Wednesday, June 20, 2012

Review: "Safety Not Guaranteed"

Some films are based on novels, others on plays or short stories or articles. Not many, however, can boast that their story stems (however loosely) from an actual classified ad. A delightful mix of truth and fiction (although mostly the latter), Colin Trevorrow's Safety Not Guaranteed has been picking up enthusiastic reviews on the festival circuit all year. With the film currently in the process of a staggered limited release, I hope that more and more people will get to see what the fuss was about. Though it isn't a slice of top-tier work, Trevorrow's feature narrative debut is filled with engaging performances that help make this one of the indie surprises of the summer.

Revolving around an actual classified ad that sought out a companion for time travel, the story centers on a trio of magazine writers (make that one writer and two interns) who go to investigate the man responsible for the ad. Taking the lead is Darius (Aubrey Plaza), one of the two interns working for Jeff (Jake Johnson), who befriends Kenneth (Mark Duplass) in order to get a better sense of what makes him tick. 
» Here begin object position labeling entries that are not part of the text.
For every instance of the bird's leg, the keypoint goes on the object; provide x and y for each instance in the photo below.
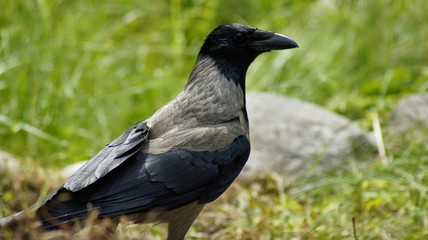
(180, 224)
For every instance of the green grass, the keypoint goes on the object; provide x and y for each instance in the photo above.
(76, 74)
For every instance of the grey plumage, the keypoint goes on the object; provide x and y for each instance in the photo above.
(166, 168)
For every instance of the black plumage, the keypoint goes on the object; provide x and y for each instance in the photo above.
(166, 168)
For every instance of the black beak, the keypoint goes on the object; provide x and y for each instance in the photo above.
(275, 41)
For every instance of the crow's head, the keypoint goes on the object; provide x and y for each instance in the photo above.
(239, 45)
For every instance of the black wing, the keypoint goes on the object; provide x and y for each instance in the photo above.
(114, 154)
(148, 182)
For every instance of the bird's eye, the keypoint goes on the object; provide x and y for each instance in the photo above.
(239, 37)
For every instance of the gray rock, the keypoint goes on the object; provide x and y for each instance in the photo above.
(295, 139)
(411, 113)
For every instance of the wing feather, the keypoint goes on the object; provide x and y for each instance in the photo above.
(109, 158)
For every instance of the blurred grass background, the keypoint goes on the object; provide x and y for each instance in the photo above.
(76, 74)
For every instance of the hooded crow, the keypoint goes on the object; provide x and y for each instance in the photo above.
(167, 167)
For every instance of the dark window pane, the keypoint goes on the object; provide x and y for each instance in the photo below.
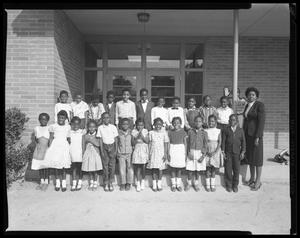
(194, 55)
(197, 97)
(193, 82)
(162, 81)
(93, 55)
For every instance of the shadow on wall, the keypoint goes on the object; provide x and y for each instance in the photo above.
(36, 26)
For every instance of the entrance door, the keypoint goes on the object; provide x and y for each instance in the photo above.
(118, 80)
(163, 83)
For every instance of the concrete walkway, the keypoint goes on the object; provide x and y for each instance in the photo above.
(266, 211)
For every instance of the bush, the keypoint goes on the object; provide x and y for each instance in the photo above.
(16, 154)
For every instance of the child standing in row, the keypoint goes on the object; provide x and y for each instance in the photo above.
(214, 155)
(175, 111)
(76, 135)
(108, 133)
(140, 154)
(223, 113)
(58, 153)
(206, 110)
(124, 153)
(42, 135)
(160, 112)
(197, 148)
(63, 105)
(80, 109)
(91, 161)
(110, 107)
(158, 139)
(96, 109)
(126, 109)
(177, 137)
(191, 112)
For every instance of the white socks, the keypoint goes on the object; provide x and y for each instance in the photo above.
(159, 184)
(207, 181)
(154, 184)
(142, 184)
(178, 182)
(173, 181)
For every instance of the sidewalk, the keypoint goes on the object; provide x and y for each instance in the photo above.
(263, 212)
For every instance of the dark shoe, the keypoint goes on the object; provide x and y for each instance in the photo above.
(179, 189)
(122, 187)
(187, 188)
(111, 187)
(196, 187)
(106, 188)
(256, 187)
(127, 186)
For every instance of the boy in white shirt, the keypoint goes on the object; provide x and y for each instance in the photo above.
(223, 113)
(80, 109)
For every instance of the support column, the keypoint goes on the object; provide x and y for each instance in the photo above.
(235, 55)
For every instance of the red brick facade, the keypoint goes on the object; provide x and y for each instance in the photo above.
(45, 54)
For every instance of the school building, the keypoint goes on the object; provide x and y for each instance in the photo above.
(170, 52)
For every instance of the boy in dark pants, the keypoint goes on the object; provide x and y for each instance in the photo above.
(108, 133)
(234, 148)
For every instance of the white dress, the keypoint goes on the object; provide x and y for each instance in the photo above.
(58, 154)
(42, 135)
(76, 145)
(62, 106)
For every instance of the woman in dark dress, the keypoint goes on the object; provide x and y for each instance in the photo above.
(254, 122)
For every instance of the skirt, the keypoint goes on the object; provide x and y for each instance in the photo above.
(58, 155)
(192, 163)
(217, 160)
(91, 160)
(39, 154)
(254, 154)
(140, 154)
(177, 155)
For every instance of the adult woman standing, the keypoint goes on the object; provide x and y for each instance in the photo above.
(254, 122)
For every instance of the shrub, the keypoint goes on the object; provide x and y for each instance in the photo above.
(16, 154)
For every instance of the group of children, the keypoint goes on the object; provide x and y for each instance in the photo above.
(140, 136)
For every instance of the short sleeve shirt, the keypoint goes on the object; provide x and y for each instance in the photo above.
(177, 137)
(108, 133)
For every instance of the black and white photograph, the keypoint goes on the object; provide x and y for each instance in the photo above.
(149, 119)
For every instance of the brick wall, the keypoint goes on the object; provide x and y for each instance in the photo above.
(263, 63)
(29, 65)
(44, 56)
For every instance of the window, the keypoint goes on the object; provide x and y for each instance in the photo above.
(125, 55)
(93, 80)
(193, 86)
(163, 86)
(194, 56)
(163, 55)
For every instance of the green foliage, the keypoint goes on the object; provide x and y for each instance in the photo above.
(16, 154)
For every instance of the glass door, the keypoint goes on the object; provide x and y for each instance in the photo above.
(118, 80)
(163, 83)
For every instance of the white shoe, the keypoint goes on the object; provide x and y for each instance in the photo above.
(138, 186)
(142, 184)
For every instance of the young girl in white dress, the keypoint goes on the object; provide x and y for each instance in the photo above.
(214, 155)
(76, 135)
(42, 136)
(91, 161)
(58, 153)
(63, 105)
(177, 152)
(158, 140)
(140, 154)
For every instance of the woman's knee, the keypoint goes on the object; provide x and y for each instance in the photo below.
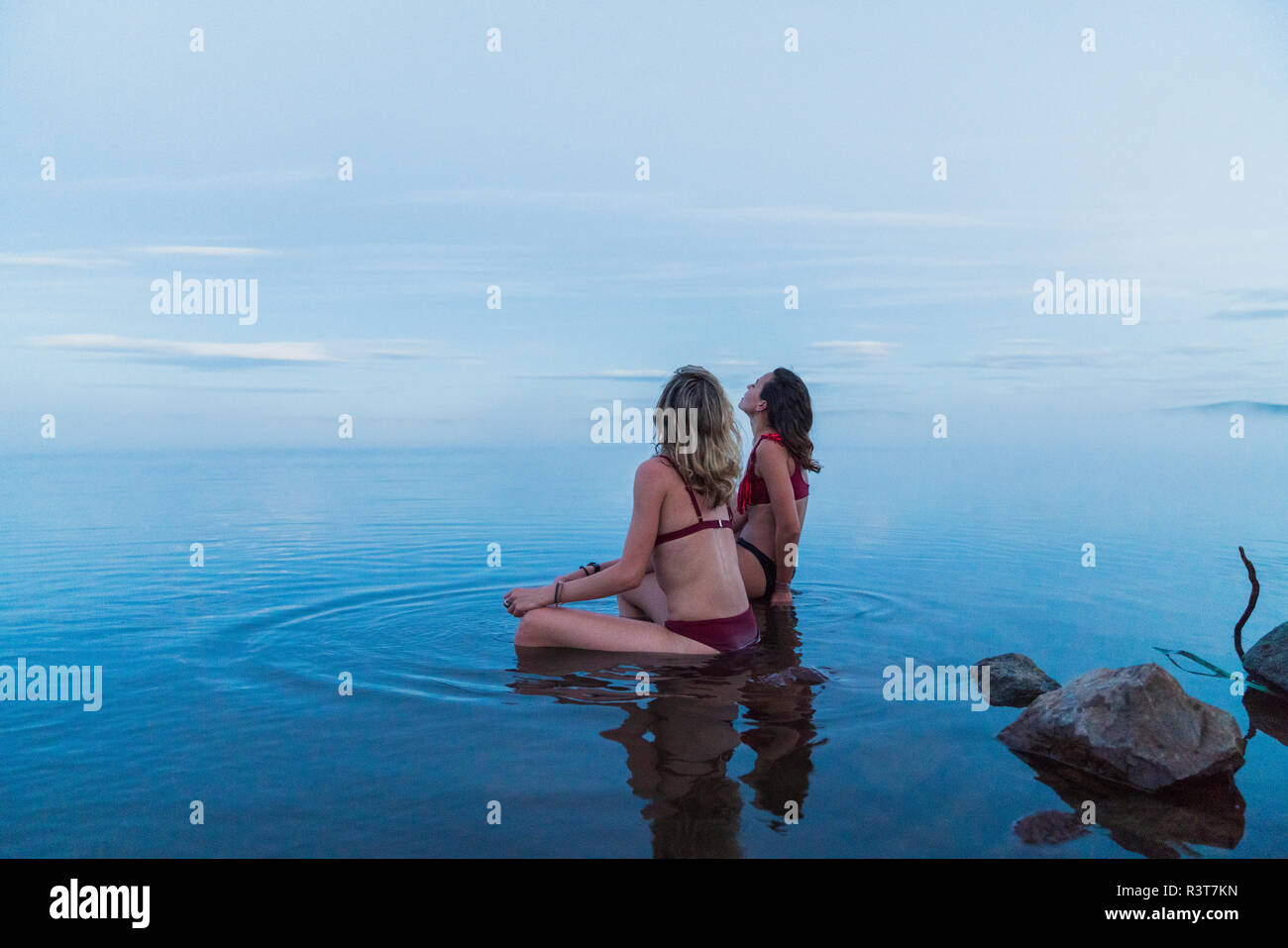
(532, 629)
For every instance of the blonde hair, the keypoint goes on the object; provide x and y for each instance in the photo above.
(694, 412)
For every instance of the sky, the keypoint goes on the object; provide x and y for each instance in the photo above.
(518, 168)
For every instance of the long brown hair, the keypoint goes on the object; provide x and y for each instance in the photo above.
(712, 466)
(791, 415)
Yet despite the potential for more overt sci-fi elements, the film keeps itself centered on the characters first and foremost. The execution is a little light and even a tad sitcom-ish in spots, but the performers bring a winning mix of humor and quirky pathos to their roles that helps balance the lack of true excellence in the narrative structure and direction. Plaza continues to use her trademark deadpanning to marvelous effect, yet she still manages to make her character feel like a distinct entity from her claim to fame, her role as April Ludgate on Parks and Recreation. The role plays to her strengths yet also pushes her just enough so that one isn't left with the impression that Plaza is simply coasting. Duplass is also strong, creating a convincing outsider without ever turning him into a condescending caricature. Despite the age difference, Duplass and Plaza have a nice (platonic) chemistry that helps keep the film engaging, even when it ventures off into a minor subplot or two.

In the supporting roles, Johnson (known for the sitcom New Girl) and Karan Soni acquit themselves nicely in their roles as a self-absorbed and lazy writer and a shy nerd respectively. Each gets a subplot of sorts, with the former's being more compelling, despite its distraction from the main narrative. At times the script separates the two characters from the Darius/Kenneth dynamic almost too much, though it never becomes more than a minor issue. Like the rest of Trevorrow's film, their stories are nicely told and produce entertaining, engaging results, even as they don't attempt for a deeper impact. Not that this is a bad thing, however. Safety Not Guaranteed knows exactly what it wants to be, never straining for more despite the sci-fi tinged narrative (save perhaps for the conclusion). Its themes are simplistic, yet they fit with the story and characters so comfortably that it hardly matters. It's just one more thing that makes Safety Not Guaranteed the small, yet fully satisfying comedy that it is.